Michigan Association of Health Plans

Surprise medical bills upset patients, engage lawmakers

Amy Brooks flew by air ambulance from Ashland to Madison last year to be treated for seizures. Then the Madison woman got the transport bill: $41,000.

Quartz, her health insurance plan, denied coverage, even though doctors in Ashland and at UW Health, co-owner of Quartz, said she needed to be flown to UW Hospital. She had surgery there to remove a brain tumor the previous year.

“I felt helpless,” Brooks, 50, who ran a cleaning business and now works seasonal jobs, said of the $41,000 bill. “I would have possibly had to file for bankruptcy.”

Surprise medical bills, which have been around for years, have recently caught the attention of state and federal lawmakers. Wisconsin legislators, who introduced a bill to curb unexpected medical tabs in July, plan to introduce a new measure this month.
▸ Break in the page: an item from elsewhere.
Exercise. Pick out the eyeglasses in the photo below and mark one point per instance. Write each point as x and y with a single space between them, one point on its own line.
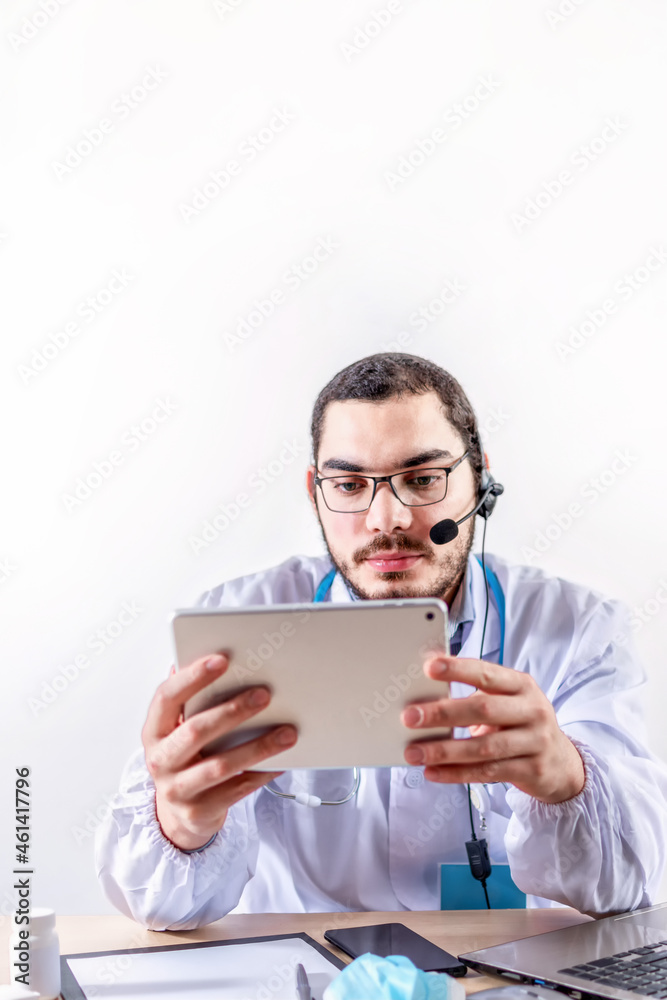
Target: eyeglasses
352 494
Congress drafted bipartisan proposals last year and could act soon, after President Donald Trump called for action last spring.

Typically, surprise medical bills are defined as out-of-network charges for care provided at in-network facilities. An emergency room is in a health plan’s network, for example, but the ER doctors work for a company that isn’t. The plan rejects the doctor charge and the patient gets stuck with the bill.

Nationwide, 18% of ER visits and 16% of stays at in-network hospitals in 2017 triggered surprise bills for patients with health insurance through large employers, according to a study last year by the Kaiser Family Foundation.

Wisconsin fared better, with 12% of ER visits and 7% of hospital stays resulting in surprise bills, the study found.

Other situations can result in surprise medical bills, said Sachin Gupte, legal advocacy coordinator at UW-Madison’s Center for Patient Partnerships.

Sometimes lab tests or specialists such as anesthesiologists aren’t covered because they’re out of network, said Gupte, an attorney. In one case, a patient who received a treatment every six months got a much larger bill because the health system rescheduled an appointment at a different site, he said.

Bobby Peterson, executive director of ABC for Health, a nonprofit law firm in Madison that helps people get health care, said insurers sometimes cap payments for procedures, regardless of what providers charge, and bill patients for the remainder. Or they use little-known rules to deny coverage, leaving patients on the hook, Peterson said.

Surprise medical bills “come in many different shapes and forms,” he said. “Unless you’re a very active and engaged consumer, or you have legal representation — if you can afford it, of if you’re low-income enough that you can get the services — you’re really going to be out of luck.”